Yaş ilerledikçe, zaman geçip hayatın önemli köşe başları bir bir dönüldükçe bizi yeni nîmetlerle buluşturan Rabb’imiz, zaman zaman bizi de içerisine dâhil edebileceği nice kullarını da sıkı bir imtihana tâbi tutabiliyor.

Adam çarşıdan evine dönüyordu. Yolda, güç belâ kazandığı parasına kıydı, imkânı elverip de uzun zamandır evine götüremediği baldan yarım çingil satın aldı. Eve geldiğinde, kapıda, üç arkadaşının kendisine sürpriz ziyareti ile karşılaştı. Hep beraber içeri girerken, arkadaşlarından biri:

-Oooo, bal da almışsın, muhabbet içre ne iyi gider, dedi.

Adamın biraz canı sıkıldı. Ne çâre ki biraz sonra sofra kuruldu ve o azıcık bal, mecburen, bütünüyle, ekmekle beraber ortaya kondu.

Misafirler, başladılar baldan yemeye. Arada muhabbeti demliyorlar, eski hâtıralardan bahsettikçe neşeleri ziyâdeleşiyordu. Ev sâhibi ise bozuntuya vermemeye çalışıyor, sofradaki bal tükenmeden arkadaşlarının doymaları için içten içe dua ediyordu.

Olmadı, ekmeği bal kabına daldırdıkça daldıran misafirlerin dur durak bildiği yoktu. Nihâyet bir fırsatını buldu ve:

-Beyler, fazla kaçırmayasınız, dokunur haa.. diyebildi..

Arkadaşlarından biri, ânında lafı yapıştırdı:

-Devam beyler devam, biz yedikçe kime dokunacağı belli!..

Adam, kahkahaya boğulan arkadaşlarıyla beraber gülmeye çalıştı ama bu, sırıtmanın ötesine geçmedi.

Hâlinden anlayacaklarına dâir ümîdi de git gide azalmaya başladı. Yarısından fazlası tüketilmiş bal kabına acı acı baktı ve:

-Yâhu bilir misiniz, nîmete epey de para vermiştim... dedi.

İkinci arkadaş:

-Ne versen değer kardeşim, ne versen değer bu bala, devam arkadaşlar! diye diğerlerini daha bir aşka getirdi.

Ortam neşelendikçe diyecek söz de bulamayan bîçâre adam, kaptaki sünnetlenmeyi bekleyen son bal birikintisine son bir ümitle ama artık ayarı kaçmış gözlerle baktı ve bitkin bir sesle:

-Çoluk çocuk da hiç tatmamıştı, diye inledi...

Bu sefer üçüncü arkadaş:

-Yâhu arkadaş bu iş çoluk çocuk işi mi, davranın hele! dedi ve o üç misafir arkadaş (!) yıkanmasına gerek kalmayacak şekilde kabı baldan tertemiz ettiler...

* * *

Biraz da tebessüm ettiren bir hikâye lâkin derdim başka benim..

Ne kadar kolay harcıyor, ne kadar kolay tüketiyoruz.
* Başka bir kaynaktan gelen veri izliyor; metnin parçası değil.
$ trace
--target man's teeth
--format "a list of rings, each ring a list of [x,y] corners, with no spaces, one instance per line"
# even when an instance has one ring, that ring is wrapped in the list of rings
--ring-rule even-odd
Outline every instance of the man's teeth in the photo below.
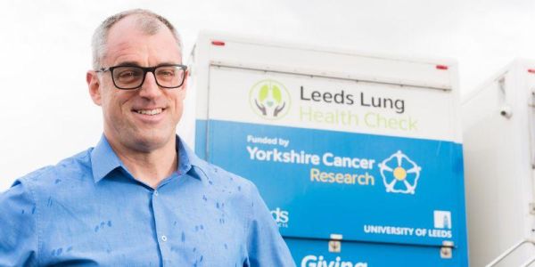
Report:
[[[161,113],[162,109],[139,109],[137,113],[144,114],[144,115],[156,115]]]

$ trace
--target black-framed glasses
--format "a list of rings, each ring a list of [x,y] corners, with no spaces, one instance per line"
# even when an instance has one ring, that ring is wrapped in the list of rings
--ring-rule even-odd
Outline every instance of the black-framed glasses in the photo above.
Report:
[[[156,79],[156,85],[163,88],[178,88],[185,79],[187,66],[181,64],[168,64],[156,67],[139,66],[113,66],[103,68],[96,72],[111,73],[111,79],[115,87],[122,90],[133,90],[141,87],[147,76],[152,72]]]

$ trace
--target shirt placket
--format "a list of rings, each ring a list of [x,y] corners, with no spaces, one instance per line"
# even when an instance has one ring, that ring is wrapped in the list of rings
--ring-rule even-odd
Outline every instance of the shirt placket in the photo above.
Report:
[[[162,266],[170,266],[172,264],[169,262],[169,232],[160,190],[160,188],[152,190],[151,208],[154,216],[156,239],[158,240],[158,249],[161,256]]]

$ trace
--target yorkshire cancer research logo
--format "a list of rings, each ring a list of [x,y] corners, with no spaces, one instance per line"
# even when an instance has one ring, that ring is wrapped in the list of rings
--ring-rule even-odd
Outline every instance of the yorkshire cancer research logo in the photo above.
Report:
[[[379,164],[387,192],[415,194],[422,167],[400,150]]]
[[[279,119],[290,110],[290,93],[284,85],[276,80],[266,79],[256,83],[249,93],[251,108],[259,117]]]

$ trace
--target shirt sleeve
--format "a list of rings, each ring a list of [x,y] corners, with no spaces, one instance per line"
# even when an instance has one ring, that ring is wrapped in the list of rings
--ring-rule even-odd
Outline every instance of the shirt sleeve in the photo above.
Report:
[[[36,203],[20,181],[0,194],[0,266],[37,265]]]
[[[295,266],[278,226],[258,189],[251,185],[251,218],[248,232],[249,261],[244,266]]]

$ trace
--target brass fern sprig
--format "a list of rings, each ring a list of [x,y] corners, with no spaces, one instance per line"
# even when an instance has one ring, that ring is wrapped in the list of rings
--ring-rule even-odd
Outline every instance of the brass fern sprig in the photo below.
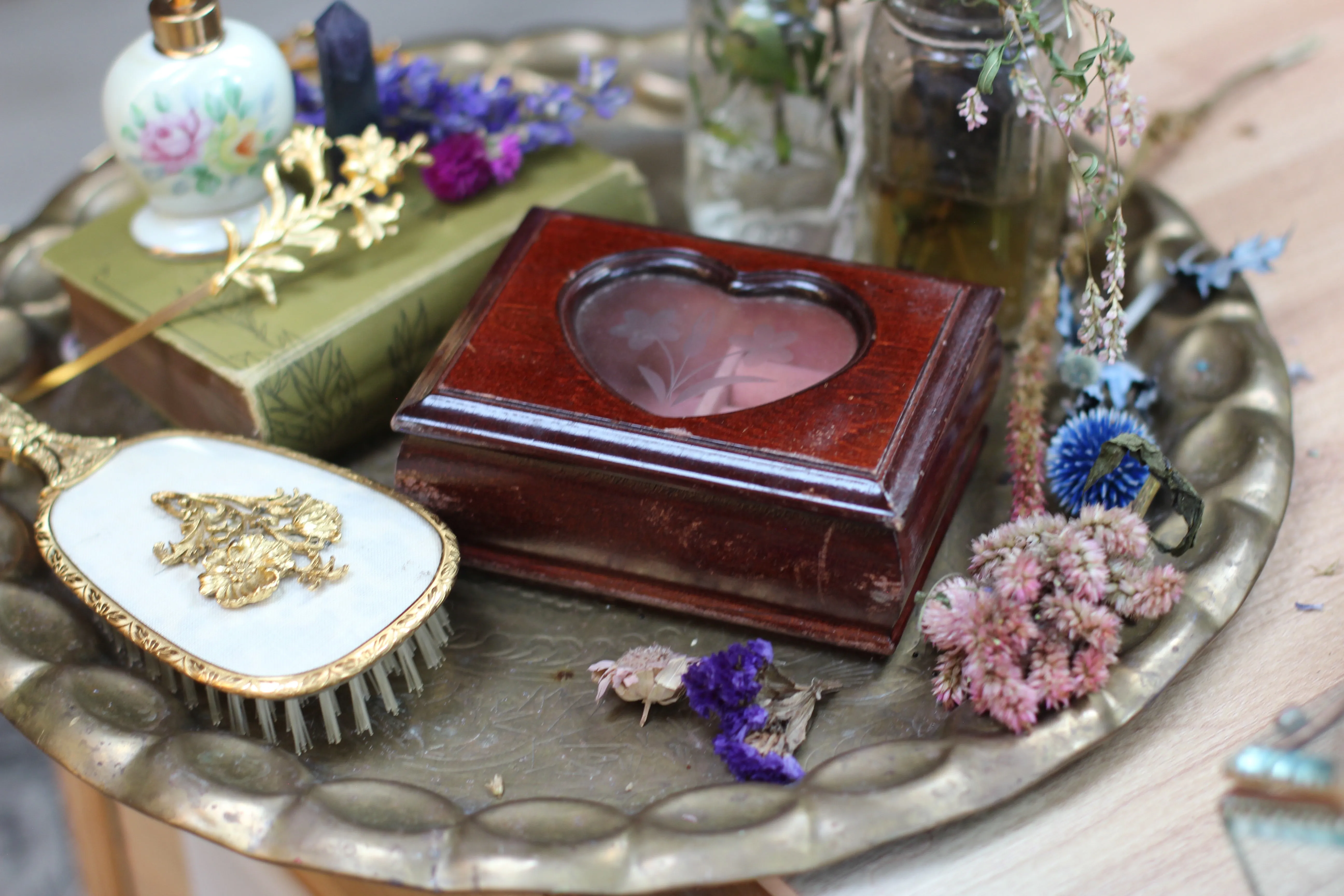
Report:
[[[383,137],[370,125],[359,137],[337,137],[336,145],[345,154],[340,172],[344,183],[333,184],[327,177],[325,154],[332,140],[321,128],[305,125],[280,145],[280,164],[286,172],[301,169],[312,184],[312,195],[289,199],[280,183],[276,163],[269,163],[262,173],[270,207],[262,207],[257,231],[246,247],[238,230],[222,220],[228,235],[228,257],[224,267],[210,278],[210,293],[218,294],[228,283],[258,290],[269,304],[276,305],[273,274],[297,274],[304,262],[285,250],[308,250],[308,257],[335,251],[340,231],[329,222],[349,210],[355,224],[347,232],[360,249],[368,249],[383,238],[396,234],[405,199],[401,193],[388,197],[388,184],[402,177],[406,164],[429,164],[429,156],[419,150],[425,136],[417,134],[407,142]],[[383,201],[370,201],[370,193]]]

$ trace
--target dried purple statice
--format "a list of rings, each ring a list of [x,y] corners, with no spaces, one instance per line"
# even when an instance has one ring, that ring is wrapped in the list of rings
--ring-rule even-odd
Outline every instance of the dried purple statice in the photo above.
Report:
[[[644,715],[640,727],[649,720],[649,707],[655,703],[667,707],[681,697],[681,676],[691,658],[661,645],[634,647],[621,654],[620,660],[603,660],[589,666],[597,684],[597,699],[601,700],[607,688],[626,703],[642,703]]]
[[[683,676],[685,696],[700,716],[724,719],[755,701],[761,672],[774,662],[774,647],[759,638],[698,660]]]
[[[594,662],[589,672],[598,700],[612,688],[622,700],[644,701],[641,725],[649,704],[675,703],[684,690],[696,713],[718,720],[714,752],[734,778],[786,785],[802,778],[793,752],[808,736],[817,701],[840,685],[794,684],[773,661],[774,649],[761,639],[700,660],[650,645],[628,650],[616,661]]]
[[[794,684],[773,665],[767,641],[735,643],[691,665],[684,676],[691,708],[719,720],[714,752],[738,780],[786,785],[802,778],[793,752],[808,736],[821,696],[833,681]]]

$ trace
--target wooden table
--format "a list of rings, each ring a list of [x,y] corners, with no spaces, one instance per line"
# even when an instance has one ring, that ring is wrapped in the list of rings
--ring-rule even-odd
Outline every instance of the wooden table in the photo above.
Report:
[[[1305,64],[1220,107],[1157,183],[1220,247],[1293,231],[1251,274],[1289,363],[1297,446],[1288,517],[1259,582],[1214,642],[1133,723],[996,811],[796,877],[800,896],[1249,893],[1223,832],[1222,764],[1288,704],[1344,680],[1344,3],[1114,0],[1150,110],[1308,35]],[[1324,613],[1294,610],[1324,603]]]
[[[1325,40],[1306,64],[1228,101],[1156,177],[1215,246],[1293,231],[1277,273],[1251,275],[1285,357],[1314,377],[1294,390],[1297,469],[1278,547],[1212,645],[1138,719],[1043,786],[839,866],[704,896],[1250,892],[1218,813],[1227,789],[1222,763],[1285,705],[1344,680],[1344,574],[1313,571],[1335,560],[1344,567],[1344,412],[1332,391],[1344,388],[1344,176],[1335,168],[1344,159],[1337,36],[1344,3],[1116,0],[1114,7],[1138,55],[1132,82],[1152,110],[1198,101],[1242,64],[1308,35]],[[1325,611],[1298,611],[1294,600],[1324,603]],[[168,829],[98,803],[103,798],[91,791],[71,793],[78,818],[118,821],[124,844],[118,858],[110,841],[97,840],[102,834],[79,836],[86,860],[112,862],[103,872],[90,868],[90,896],[187,892],[180,858],[172,858],[180,846],[171,852]],[[172,873],[156,876],[155,862],[141,858],[137,875],[137,854],[167,857],[159,866]],[[105,889],[97,873],[129,883]],[[325,876],[302,883],[319,896],[405,892]]]

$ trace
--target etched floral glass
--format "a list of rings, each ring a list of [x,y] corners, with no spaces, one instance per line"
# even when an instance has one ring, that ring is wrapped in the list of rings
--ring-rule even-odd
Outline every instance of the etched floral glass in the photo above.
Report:
[[[843,369],[849,320],[793,296],[741,297],[657,274],[616,279],[574,314],[578,349],[613,392],[659,416],[731,414]]]

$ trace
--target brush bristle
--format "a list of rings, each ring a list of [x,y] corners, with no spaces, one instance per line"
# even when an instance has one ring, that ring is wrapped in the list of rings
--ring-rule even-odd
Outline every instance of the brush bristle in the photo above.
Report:
[[[195,709],[200,704],[196,688],[203,688],[206,692],[206,708],[210,713],[210,724],[215,728],[224,724],[227,713],[230,731],[243,737],[251,736],[253,729],[247,719],[247,707],[251,704],[253,712],[257,716],[257,728],[261,737],[269,744],[281,743],[276,729],[274,701],[249,700],[234,693],[211,688],[210,685],[199,681],[192,681],[185,674],[175,672],[171,666],[159,662],[159,660],[152,654],[144,653],[136,647],[102,619],[97,621],[97,626],[105,635],[108,635],[117,660],[126,666],[130,666],[132,669],[142,669],[146,678],[163,684],[169,693],[179,693],[180,681],[181,701],[188,709]],[[437,669],[444,664],[445,657],[442,647],[448,645],[452,634],[453,629],[449,625],[448,613],[439,607],[430,614],[430,617],[425,621],[425,625],[417,629],[410,638],[403,641],[395,650],[378,660],[363,672],[356,673],[353,678],[328,688],[327,690],[320,690],[316,695],[285,700],[282,711],[285,729],[290,733],[293,751],[296,754],[302,754],[313,747],[313,739],[308,731],[308,723],[304,720],[304,703],[306,703],[309,697],[317,697],[327,743],[339,744],[341,742],[341,707],[339,700],[341,688],[347,689],[351,708],[353,709],[351,713],[352,723],[347,724],[352,724],[355,733],[371,735],[374,732],[374,721],[368,713],[368,700],[372,697],[372,690],[370,689],[368,678],[366,678],[367,674],[374,677],[372,688],[382,699],[383,709],[386,709],[388,715],[399,715],[402,708],[396,699],[396,692],[392,688],[392,676],[402,677],[402,682],[407,692],[423,692],[425,680],[421,677],[421,672],[417,668],[417,654],[419,654],[419,665],[423,665],[426,672]]]

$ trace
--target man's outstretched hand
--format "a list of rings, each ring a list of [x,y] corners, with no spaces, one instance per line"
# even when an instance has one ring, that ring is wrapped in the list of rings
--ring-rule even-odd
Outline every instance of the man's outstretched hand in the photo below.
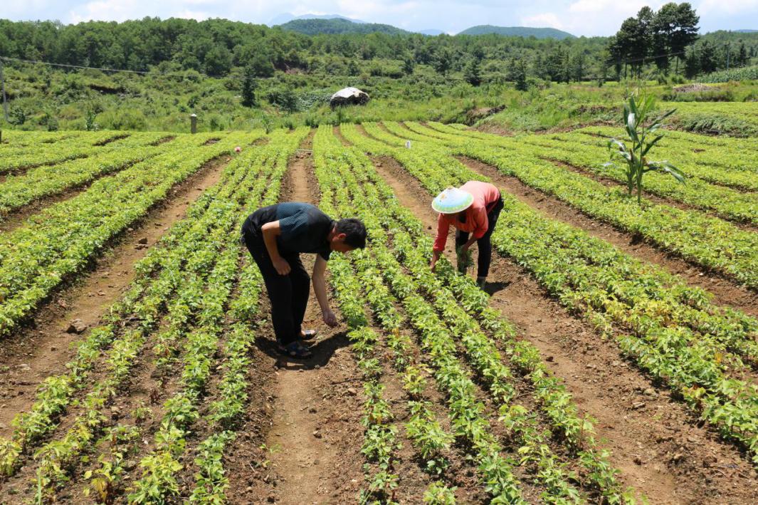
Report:
[[[277,272],[280,275],[287,275],[290,271],[292,271],[292,268],[290,267],[290,264],[287,263],[286,259],[280,256],[276,259],[272,258],[271,263],[274,264],[274,268],[276,268]]]
[[[331,309],[322,311],[321,317],[324,318],[324,322],[326,323],[327,326],[334,328],[337,325],[337,316],[334,315],[334,312],[331,311]]]

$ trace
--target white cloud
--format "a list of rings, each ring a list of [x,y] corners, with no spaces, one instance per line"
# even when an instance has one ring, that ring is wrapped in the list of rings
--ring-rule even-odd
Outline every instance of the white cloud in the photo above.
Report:
[[[758,14],[758,0],[703,0],[696,10],[701,19],[704,15],[722,17],[748,12]]]
[[[551,27],[577,35],[610,35],[625,18],[666,0],[9,0],[2,17],[122,21],[146,16],[195,19],[226,17],[265,23],[283,12],[336,14],[406,30],[438,28],[456,33],[477,24]],[[691,0],[703,30],[758,28],[758,0]],[[5,5],[8,4],[8,5]]]
[[[213,16],[207,12],[203,12],[202,11],[189,11],[186,9],[174,14],[173,17],[181,17],[182,19],[194,19],[198,21],[202,21],[203,20],[208,19],[209,17],[215,17],[215,16]]]
[[[89,2],[69,13],[71,23],[105,20],[124,21],[139,19],[149,14],[140,15],[143,8],[135,0],[99,0]]]

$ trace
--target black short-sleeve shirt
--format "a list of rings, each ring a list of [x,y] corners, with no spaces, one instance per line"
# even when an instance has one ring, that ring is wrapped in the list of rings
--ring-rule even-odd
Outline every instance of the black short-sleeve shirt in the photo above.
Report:
[[[334,226],[328,215],[309,203],[277,203],[251,214],[243,225],[243,234],[252,232],[262,236],[261,227],[274,221],[279,221],[281,229],[281,234],[277,237],[280,254],[309,252],[328,261],[331,248],[327,239]]]

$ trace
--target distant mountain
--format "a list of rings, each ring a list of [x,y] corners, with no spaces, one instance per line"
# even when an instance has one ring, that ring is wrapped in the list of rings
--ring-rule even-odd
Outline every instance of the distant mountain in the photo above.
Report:
[[[437,36],[442,35],[445,32],[442,30],[437,30],[437,28],[429,28],[428,30],[419,30],[417,33],[421,33],[421,35]]]
[[[359,19],[346,17],[345,16],[340,16],[340,14],[302,14],[302,16],[296,16],[295,14],[290,14],[289,12],[285,12],[284,14],[280,14],[274,17],[268,22],[268,26],[273,27],[277,24],[284,24],[285,23],[289,23],[290,21],[296,19],[346,19],[348,21],[352,21],[353,23],[365,23],[365,21],[362,21]]]
[[[407,34],[389,24],[377,23],[354,23],[342,17],[331,19],[294,19],[279,25],[282,30],[298,32],[305,35],[318,33],[387,33],[389,35]]]
[[[459,35],[486,35],[497,33],[511,36],[531,37],[537,39],[572,39],[574,36],[555,28],[530,28],[528,27],[493,27],[491,24],[480,24],[464,30]]]

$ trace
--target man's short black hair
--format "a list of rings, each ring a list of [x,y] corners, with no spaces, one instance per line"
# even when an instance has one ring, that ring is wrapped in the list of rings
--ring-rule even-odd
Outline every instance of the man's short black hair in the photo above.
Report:
[[[366,246],[366,227],[363,221],[355,218],[340,219],[337,221],[337,232],[345,234],[345,243],[353,249]]]

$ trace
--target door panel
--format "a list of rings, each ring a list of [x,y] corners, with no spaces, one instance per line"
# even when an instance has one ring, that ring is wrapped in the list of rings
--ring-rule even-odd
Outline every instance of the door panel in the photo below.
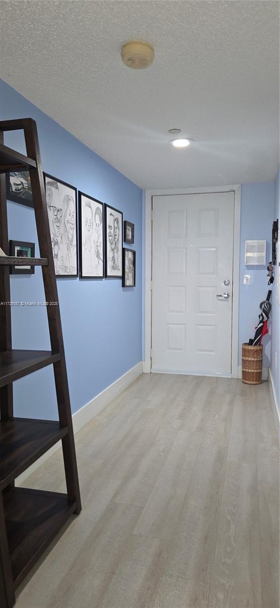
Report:
[[[231,373],[233,219],[233,192],[153,197],[152,371]]]

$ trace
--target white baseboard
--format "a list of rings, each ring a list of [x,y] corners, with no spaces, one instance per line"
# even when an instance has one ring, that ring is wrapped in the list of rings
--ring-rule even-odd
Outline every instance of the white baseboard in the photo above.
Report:
[[[275,424],[275,428],[278,435],[278,441],[280,445],[280,413],[279,411],[278,404],[277,402],[276,392],[274,385],[273,378],[272,378],[272,374],[270,367],[268,368],[268,386],[269,392],[270,393],[270,399],[272,401],[272,411],[273,412],[274,423]]]
[[[134,367],[132,367],[118,380],[115,380],[110,386],[102,390],[96,397],[93,397],[88,403],[75,412],[72,416],[73,428],[74,433],[78,433],[83,426],[96,416],[106,406],[124,390],[130,384],[143,373],[144,361],[139,361]],[[34,472],[53,454],[58,451],[61,446],[60,441],[55,443],[45,454],[33,463],[28,469],[24,471],[16,480],[16,485],[21,485],[27,477]]]
[[[215,374],[215,373],[206,373],[205,371],[193,371],[192,370],[188,371],[188,370],[182,371],[181,370],[156,370],[153,368],[151,370],[151,372],[153,374],[176,374],[177,376],[208,376],[209,378],[231,378],[232,374]]]
[[[262,380],[268,379],[268,370],[269,367],[262,368]],[[238,365],[238,378],[240,380],[242,378],[242,365]]]

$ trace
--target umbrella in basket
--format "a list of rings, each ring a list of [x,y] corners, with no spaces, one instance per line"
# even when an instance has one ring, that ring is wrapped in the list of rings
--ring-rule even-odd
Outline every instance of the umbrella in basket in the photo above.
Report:
[[[264,300],[264,302],[261,302],[259,305],[261,313],[259,314],[259,320],[257,326],[255,328],[256,333],[255,334],[255,337],[249,340],[249,344],[251,346],[258,346],[259,344],[261,344],[261,341],[264,336],[268,333],[268,330],[267,329],[267,321],[269,319],[269,315],[272,309],[272,305],[269,300],[270,299],[272,293],[272,290],[269,289],[267,299]]]

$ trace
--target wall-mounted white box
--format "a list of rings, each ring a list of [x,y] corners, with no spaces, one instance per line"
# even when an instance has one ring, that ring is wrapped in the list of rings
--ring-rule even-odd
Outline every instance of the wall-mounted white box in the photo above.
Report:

Elimizdeki nîmetlerin hangi zor şartlar altında zamanımıza taşındığını okuyoruz, öğreniyoruz, biliyoruz, hatta anlatıyoruz ama onların kullanım ve değerlendirmesine yönelik, belki kendimizin de içerisinde bulunduğu güle oynaya tüketim çılgınlığına bir türlü son veremiyoruz.

Merhum dedem, “Oğlum bu dünyada, gören adamın, kör adama borcu var.” der dururmuş.

Biz, artık dünyada herkes görüyormuş, görmeye başlamış gibi, aç, yokluk içerisinde, üşüyen, hasta, öksüz, yetim, işsiz, çâresiz kimse kalmamış olma hissiyatından da Allah’a sığınmayalım mı?

Yaş ilerledikçe, zaman geçip hayatın önemli köşe başları bir bir dönüldükçe bizi yeni nîmetlerle buluşturan Rabb’imiz, zaman zaman bizi de içerisine dâhil edebileceği nice kullarını da sıkı bir imtihana tâbi tutabiliyor.

Şehrin ücrâ sokaklarında fukarâlık, devâsızlık, dertlilik hâlen kol geziyor. İnsanın, insana olan muhtaçlığı, hatta mahlûkatın Yaratıcısı tarafından güce kavuşturulmuş insana olan muhtaçlığı devam ediyor.

Gerek devlet eli, gerekse kurum ve kuruluşlar vesîlesiyle imkâna eren nice ihtiyaç sâhibi varken bile, yine de bizde var olanın kendisindeki yokluğuyla acı çeken, üzüntü duyan, iş göremeyen, bekleyen, incinen hatta kalbi kırılan nice insan var... Kalbi kırılan... En ağırı da bu. İmkânı olup da kendisine yardımcı olmayana muhtaç ve mazlumun kalp kırıklığı nasıl tâmir edilecek? Çok zor.

Ortopedi doktoruna “kırık” şikayetiyle gelip muayene olmak isteyen adamı doktor evirmiş çevirmiş, iyice bir kontrol etmiş, sonra bıyık altından gülerek hastasına şöyle demiş:

-Beyefendi, sizin tüm bedeninizi kontrol ettim ama tespit ettim ki kalbiniz kırılmış.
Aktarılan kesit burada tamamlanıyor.